Ülkemizde hemen her il ve ilçede “adalet sarayları” vardır, buralara gidenler “adalet mülkün temelidir” yazısını okurlar, davacı ve davalıların uğrağıdır adalet sarayları, davacı olanlar bekledikleri kararı gördüklerinde kapıdan çıkarken “adalet yerini buldu” derler, umduğunu bulamayan bazı davacılar ise açıktan söylemeseler de içlerinden “iş başa düştü” derler ve ellerini silahlarına götürür, adaleti kendileri sağlamaya çalışırlar.
“Kan davaları” bir kişinin öldürülmesiyle başlar ve “iş başa düştü” zihniyetinin tezahürü ile daha birçok kişinin ölümünü getirir, özellikle bölgemizde çok görülür uzun yıllar sürüp giden “kan” davaları, çünkü bir türlü tatmin olmayan bir hıncın eseridir kin gütmek, bazen “araya” birileri girer, tutulan yolun yanlışlığını dile getirir ve tarafları barıştırır, sözün burasında altı yüzde fazla “kan davalı” olan aileyi barıştırmayı başaran merhum “Hacı Sait Özşanlı’yı” saygı ile anıyoruz.
“İş başa düştü zihniyeti” daha başka durumlarda da görülür, çünkü insanlar mutlak surette adaletin tecellisini ister ve beklerler, bunu da“hemen” görmediklerinde harekete geçmekten çekinmezler, “ceza” kanunları bazen değiştirilerek daha da ağırlaştırılsa da “caydırıcı” olmazlar, cezaların mutlaka caydırıcı olması gerektiği içindir ki bazı zamanlar “idam” konusu gündeme getirilir.
“İdam” caydırıcı olması bakımından en ağır cezadır, hem sonra yüreklerdeki “kin” ateşini söndürür, meşru olmayan yollardan ellerin silaha gitmesini önler İslam’da “kısas” hükmü vardır, çünkü “kısas hayattır” yani bir kişiye kısas uygulanmasından sonra birçok kişinin hayatı kurtulur, bazı durumlarda ise öldürülenin yakını “nasıl olsa benim canım yandı, başkalarının canı yanmasın” diye düşünür ve “büyüklük” göstererek hakkından feragat eder.

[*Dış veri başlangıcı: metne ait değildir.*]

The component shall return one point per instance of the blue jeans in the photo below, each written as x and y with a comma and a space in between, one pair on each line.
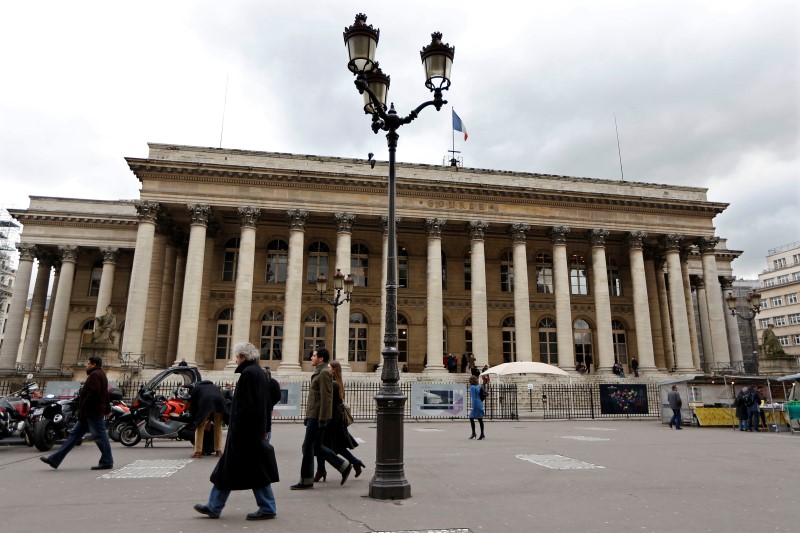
312, 446
676, 418
264, 498
97, 426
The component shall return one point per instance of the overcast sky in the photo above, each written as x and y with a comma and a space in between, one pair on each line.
705, 93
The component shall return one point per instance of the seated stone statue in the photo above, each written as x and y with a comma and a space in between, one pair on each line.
770, 345
105, 328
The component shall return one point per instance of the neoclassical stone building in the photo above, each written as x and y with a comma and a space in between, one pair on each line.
226, 245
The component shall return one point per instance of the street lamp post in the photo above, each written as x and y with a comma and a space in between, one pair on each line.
753, 308
389, 481
340, 284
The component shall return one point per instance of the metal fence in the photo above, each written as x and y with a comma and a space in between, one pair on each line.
600, 400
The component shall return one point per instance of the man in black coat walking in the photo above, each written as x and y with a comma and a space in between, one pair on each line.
248, 461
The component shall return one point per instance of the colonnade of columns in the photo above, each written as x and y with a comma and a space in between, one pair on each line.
664, 320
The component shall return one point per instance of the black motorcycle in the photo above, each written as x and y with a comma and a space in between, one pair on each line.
15, 413
53, 422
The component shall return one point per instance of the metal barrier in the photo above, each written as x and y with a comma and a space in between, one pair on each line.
583, 400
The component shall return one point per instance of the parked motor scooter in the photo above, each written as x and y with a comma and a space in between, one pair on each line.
15, 413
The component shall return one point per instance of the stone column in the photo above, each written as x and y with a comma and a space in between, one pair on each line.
193, 283
705, 328
566, 342
177, 302
293, 301
687, 291
165, 310
435, 339
677, 300
602, 301
243, 298
344, 233
641, 308
16, 311
522, 302
33, 334
716, 310
654, 306
732, 326
135, 313
480, 307
666, 323
58, 329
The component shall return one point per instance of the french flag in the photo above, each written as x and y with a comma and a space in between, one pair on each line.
458, 125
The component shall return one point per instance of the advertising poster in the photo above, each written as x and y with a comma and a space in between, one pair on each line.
623, 399
436, 399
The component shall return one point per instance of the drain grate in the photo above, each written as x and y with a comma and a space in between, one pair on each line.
145, 468
557, 462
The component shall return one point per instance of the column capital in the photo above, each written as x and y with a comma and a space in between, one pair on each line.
434, 227
597, 237
519, 233
671, 242
707, 245
199, 214
385, 223
297, 219
147, 211
558, 234
635, 239
477, 229
110, 254
344, 222
68, 253
249, 216
27, 252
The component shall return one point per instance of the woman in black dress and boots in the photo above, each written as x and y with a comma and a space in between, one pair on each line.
336, 437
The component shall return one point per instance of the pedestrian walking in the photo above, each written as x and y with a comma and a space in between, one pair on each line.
675, 403
319, 409
477, 411
93, 407
207, 406
248, 461
336, 435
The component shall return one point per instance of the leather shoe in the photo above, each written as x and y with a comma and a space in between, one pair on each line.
258, 515
203, 509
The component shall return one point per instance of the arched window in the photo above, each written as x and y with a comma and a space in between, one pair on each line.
506, 272
583, 340
86, 332
614, 278
468, 336
277, 261
224, 333
272, 335
544, 273
402, 268
231, 259
548, 341
96, 276
313, 332
402, 339
579, 282
468, 271
357, 346
620, 344
359, 264
317, 261
509, 340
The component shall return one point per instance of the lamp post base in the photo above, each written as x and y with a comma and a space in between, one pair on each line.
389, 481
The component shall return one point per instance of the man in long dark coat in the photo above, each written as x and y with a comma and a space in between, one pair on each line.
248, 461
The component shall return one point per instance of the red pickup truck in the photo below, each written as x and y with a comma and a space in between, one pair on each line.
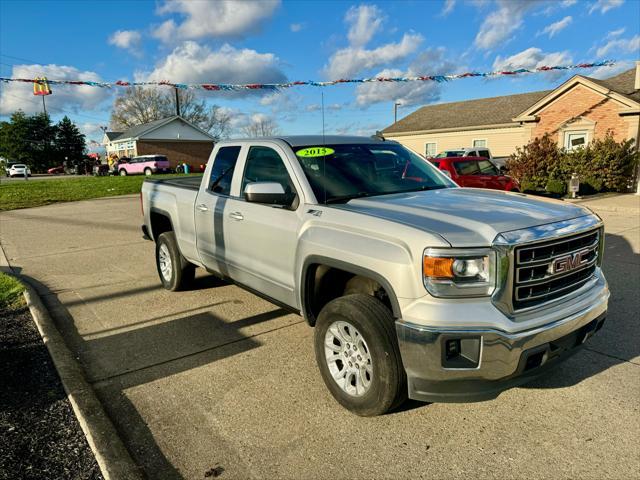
477, 172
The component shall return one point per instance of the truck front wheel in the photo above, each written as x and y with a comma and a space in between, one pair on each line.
175, 272
358, 356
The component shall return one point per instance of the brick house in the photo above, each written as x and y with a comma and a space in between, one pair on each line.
176, 138
579, 110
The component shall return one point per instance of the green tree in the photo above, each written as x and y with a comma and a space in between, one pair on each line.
69, 142
14, 136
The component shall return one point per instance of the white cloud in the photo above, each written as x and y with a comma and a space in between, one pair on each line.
364, 22
556, 27
222, 18
616, 33
534, 58
499, 25
430, 62
65, 99
605, 5
448, 7
620, 45
128, 40
606, 72
194, 63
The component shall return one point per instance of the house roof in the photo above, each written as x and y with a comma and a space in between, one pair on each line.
112, 135
143, 128
495, 110
484, 111
622, 83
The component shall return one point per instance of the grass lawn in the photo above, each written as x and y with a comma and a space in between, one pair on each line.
10, 292
28, 194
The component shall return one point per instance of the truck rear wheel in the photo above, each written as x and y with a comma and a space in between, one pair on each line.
175, 272
358, 356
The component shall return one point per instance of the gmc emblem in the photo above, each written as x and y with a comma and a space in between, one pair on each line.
570, 262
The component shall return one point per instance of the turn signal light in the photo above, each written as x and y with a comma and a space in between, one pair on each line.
439, 267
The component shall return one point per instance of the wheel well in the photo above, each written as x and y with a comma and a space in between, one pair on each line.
324, 283
160, 223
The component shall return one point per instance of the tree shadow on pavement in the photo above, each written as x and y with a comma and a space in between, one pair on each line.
119, 359
619, 340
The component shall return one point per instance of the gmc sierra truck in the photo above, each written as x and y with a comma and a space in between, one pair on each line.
415, 287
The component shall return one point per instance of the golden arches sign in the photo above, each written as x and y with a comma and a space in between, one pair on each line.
41, 86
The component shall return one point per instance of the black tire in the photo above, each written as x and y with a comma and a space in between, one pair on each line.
373, 320
182, 272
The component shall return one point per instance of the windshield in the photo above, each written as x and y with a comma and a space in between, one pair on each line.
339, 173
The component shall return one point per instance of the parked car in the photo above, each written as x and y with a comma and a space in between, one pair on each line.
466, 152
144, 164
477, 172
19, 170
7, 167
415, 287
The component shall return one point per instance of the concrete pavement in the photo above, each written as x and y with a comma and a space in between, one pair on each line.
217, 378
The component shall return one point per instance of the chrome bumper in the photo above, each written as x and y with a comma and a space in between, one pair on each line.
505, 359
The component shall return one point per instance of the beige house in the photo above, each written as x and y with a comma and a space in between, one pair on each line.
176, 138
579, 110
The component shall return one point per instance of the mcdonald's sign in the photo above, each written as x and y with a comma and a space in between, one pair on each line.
41, 86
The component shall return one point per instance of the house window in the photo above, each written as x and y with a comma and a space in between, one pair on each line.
430, 149
574, 140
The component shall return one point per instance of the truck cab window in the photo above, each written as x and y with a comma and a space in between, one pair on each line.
265, 165
222, 170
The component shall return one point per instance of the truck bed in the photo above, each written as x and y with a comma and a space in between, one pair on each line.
191, 182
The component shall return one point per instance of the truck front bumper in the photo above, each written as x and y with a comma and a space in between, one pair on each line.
494, 360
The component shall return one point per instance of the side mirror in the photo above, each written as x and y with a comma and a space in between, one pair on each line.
270, 193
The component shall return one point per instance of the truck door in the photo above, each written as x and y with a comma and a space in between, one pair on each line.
263, 238
467, 171
211, 237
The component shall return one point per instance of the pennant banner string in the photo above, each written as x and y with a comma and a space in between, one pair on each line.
278, 86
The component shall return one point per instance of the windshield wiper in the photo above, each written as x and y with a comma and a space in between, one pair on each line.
346, 198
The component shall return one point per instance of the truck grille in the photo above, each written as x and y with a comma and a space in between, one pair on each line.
549, 270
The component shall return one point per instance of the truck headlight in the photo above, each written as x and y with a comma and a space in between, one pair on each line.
452, 272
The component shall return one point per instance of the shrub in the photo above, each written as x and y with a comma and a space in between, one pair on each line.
603, 165
557, 187
535, 162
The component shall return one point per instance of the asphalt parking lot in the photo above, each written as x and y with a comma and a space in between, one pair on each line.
216, 378
39, 177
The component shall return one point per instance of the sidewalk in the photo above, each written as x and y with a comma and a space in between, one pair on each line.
611, 202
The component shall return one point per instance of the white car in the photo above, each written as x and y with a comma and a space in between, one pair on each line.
19, 170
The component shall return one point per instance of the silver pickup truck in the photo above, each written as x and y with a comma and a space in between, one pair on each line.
415, 287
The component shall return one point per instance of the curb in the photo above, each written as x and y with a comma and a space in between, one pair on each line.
111, 455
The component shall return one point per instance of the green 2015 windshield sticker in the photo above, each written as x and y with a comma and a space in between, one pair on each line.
315, 152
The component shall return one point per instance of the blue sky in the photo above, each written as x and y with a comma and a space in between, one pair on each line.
243, 42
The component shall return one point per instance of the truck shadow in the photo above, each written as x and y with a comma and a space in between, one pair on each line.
118, 360
617, 342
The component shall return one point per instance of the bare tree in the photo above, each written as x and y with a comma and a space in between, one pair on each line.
262, 127
139, 105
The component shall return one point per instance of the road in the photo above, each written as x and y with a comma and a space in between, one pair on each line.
218, 378
39, 177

“Kul hakkı” en af edilmezdir, ta ki mağdur olan kişi hakkından feragat edip hakkını helal edinceye kadar, ceza evlerinde öylesine çoktur ki “kul” hakkına riayet etmeyip başkalarının canına kıyanlar, mallarını çalanlar, bunlar mevcut yasalara göre cezalandırılsalar da “kul hakkından” kurtulamazlar, çünkü kul hakkı ile öte aleme göçeni Allah “af” etmezken beşeri yasalar nasıl o kişiyi o günahın cezasından kurtarır?
Gerçek manada adaletin tecellisi ile toplumlarda “huzur” sağlanır, suç işlemeye niyetlenenler suçlarının karşılığı olan cezaya çarptırılacaklarına inandıklarında elleri silahlarına gitmez, kimseyi darp etmez, saygı kavramı yerleşir topluma, bugün o saygı kavramını yitirdiğimiz içindir ki, kavgalar, dövüşler, tacizler, kadın cinayetleri ve daha ne kadar çok “günah” ve “suçlar”yaşanıyor..
İdam başta olmak üzere bütün yasalarda “adalet” sağlanabilmelidir, çünkü toplumun istek ve beklentisi budur, yukarıda andığımız “adalet sarayları” da bunun için inşa edilmişlerdir.